As is true the world over, Congo’s orphan witches are vulnerable to drugs, gangs, insurgencies, and other predators. There is an orphanage not so far from our compound, and our guards shoo the more persistent beggars away from our gate. I’m fairly confident, however, that they also share their lunches with these children that they sometimes find leaning against the gate, stoned out of their minds from drinking petrol. Such acts of pity are sometimes the only thing keeping the street children alive, given the near complete absence of social services provided by the state on every front. Even the bulk of humanitarian actors are focused on other, sexier topics like IDPs and child soldiers and mass rape. We’re all too busy playing the role of big damn heroes to be distracted by a few thousand abused and forgotten witch children.
Unfortunately, the child witch phenomenon is not an issue of lunacy or ignorance (though there is plenty of that). The belief in a powerful, unseen world is deeply held here, and it scares people. Even at our local, terrifically Western hospital, nearly everything is first identified as a curse (well, malaria, and then a curse). A firm and pervasive conviction in the reality of the supernatural likely contributes to the unwillingness of many to help these children. After all, what if they are, in fact, witches?

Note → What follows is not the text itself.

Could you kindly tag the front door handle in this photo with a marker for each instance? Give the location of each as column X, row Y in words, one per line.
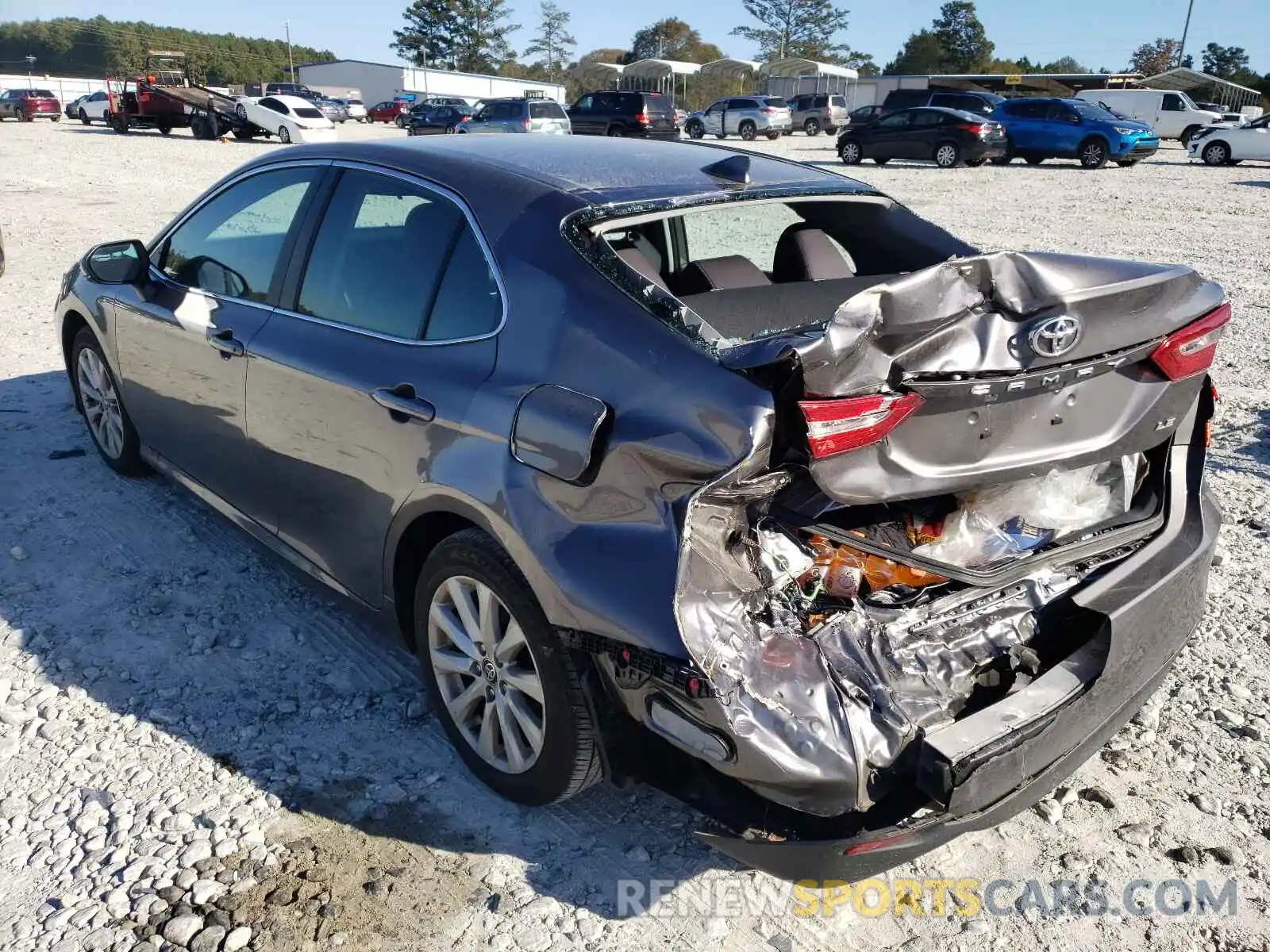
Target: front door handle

Such wholly fallacious conclusions, of course, appall my colleagues, as well they should. Unfortunately, it’s a bit difficult for me to reconcile how someone can denounce a people for blaming a death from HIV on witchcraft and then turn right around and in the same conversation warn me that fraud in our staff is the work of the Enemy. I have mental whiplash – who knew (Western) Christians were such a superstitious lot? My atheist friends would probably suggest that the very nature of being people of faith makes us superstitious, and I suppose I see that. Likewise, I imagine that my colleagues would chide me that one cannot have God without the Devil. I would be more will to make an argument against that, but that this point, I’m just beginning to accept that I might well be She of Little Faith.